The envoy said Kenyan forces had cleared rebels out of towns and areas they once controlled and suggested that “maybe the international community might take advantage of that to send down peacekeeping troops to ensure that these towns and areas are not re-infiltrated by the armed groups and terrorist elements.”
US officials said Kenya has been making what one senior senate source called “a full-court press” for Washington’s help on Somalia and against the Al Qaeda linked Al Shabaab, with top diplomats reaching out to key lawmakers for help.
The ambassador said he would also meet with non-governmental organizations in Washington in a bid to improve the flow of humanitarian aid into Somalia.
And he reminded US lawmakers wary of fresh commitments at a time of belt-tightening that “Kenya itself is not in the best of economic times.”
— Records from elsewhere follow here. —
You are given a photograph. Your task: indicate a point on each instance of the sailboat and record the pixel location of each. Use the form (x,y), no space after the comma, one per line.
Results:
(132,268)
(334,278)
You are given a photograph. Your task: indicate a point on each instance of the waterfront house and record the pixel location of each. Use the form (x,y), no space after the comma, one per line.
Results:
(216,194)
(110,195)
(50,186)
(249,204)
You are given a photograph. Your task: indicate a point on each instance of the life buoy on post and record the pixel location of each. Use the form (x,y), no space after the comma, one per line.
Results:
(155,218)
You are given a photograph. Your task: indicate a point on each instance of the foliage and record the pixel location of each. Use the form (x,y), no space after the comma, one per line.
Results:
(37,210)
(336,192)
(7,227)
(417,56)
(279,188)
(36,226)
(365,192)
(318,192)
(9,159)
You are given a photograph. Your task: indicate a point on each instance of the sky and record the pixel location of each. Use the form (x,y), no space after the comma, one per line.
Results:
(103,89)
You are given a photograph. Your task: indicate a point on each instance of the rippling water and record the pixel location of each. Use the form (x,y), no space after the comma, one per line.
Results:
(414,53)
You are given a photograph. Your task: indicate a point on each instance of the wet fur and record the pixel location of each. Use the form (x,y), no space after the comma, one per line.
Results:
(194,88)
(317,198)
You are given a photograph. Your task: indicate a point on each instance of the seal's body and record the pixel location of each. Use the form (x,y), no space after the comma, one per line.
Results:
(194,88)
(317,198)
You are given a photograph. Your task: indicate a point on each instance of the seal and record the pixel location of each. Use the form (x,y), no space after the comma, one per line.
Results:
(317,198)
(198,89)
“But we ourselves have recognized that all our collective long-term interests demand that we make the necessary sacrifices now, because if we don’t, then the price that we shall pay, collectively, as an international community, whether Europe, Asia, or the United States, could be quite severe,” he said.
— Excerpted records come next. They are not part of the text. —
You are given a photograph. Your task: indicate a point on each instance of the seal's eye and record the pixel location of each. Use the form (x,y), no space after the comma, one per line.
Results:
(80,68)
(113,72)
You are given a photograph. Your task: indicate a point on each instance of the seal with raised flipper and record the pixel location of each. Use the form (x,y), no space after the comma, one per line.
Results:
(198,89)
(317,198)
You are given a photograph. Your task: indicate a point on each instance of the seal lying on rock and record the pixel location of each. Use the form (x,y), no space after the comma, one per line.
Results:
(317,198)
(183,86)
The month-old incursion caught the United States and others off guard and has raised alarm among aid groups.
Speaking on National Public Radio (NPR) over the weekend, ambassador Kamau said, “We surprised ourselves. We have never in our history engaged in any kind of foreign adventure of a military sort. But I think what it is, is that matters did come to a head.”
“When you are dealing with a violent group of murderous individuals, you have to come to a point where you make a decision: Do you continue to allow the slow bleed to happen, so that the country becomes completely anemic and unable to function, or do you, after 25 years of living next to a failed state, make a decision that you can no longer afford to tolerate the situation?” he asked.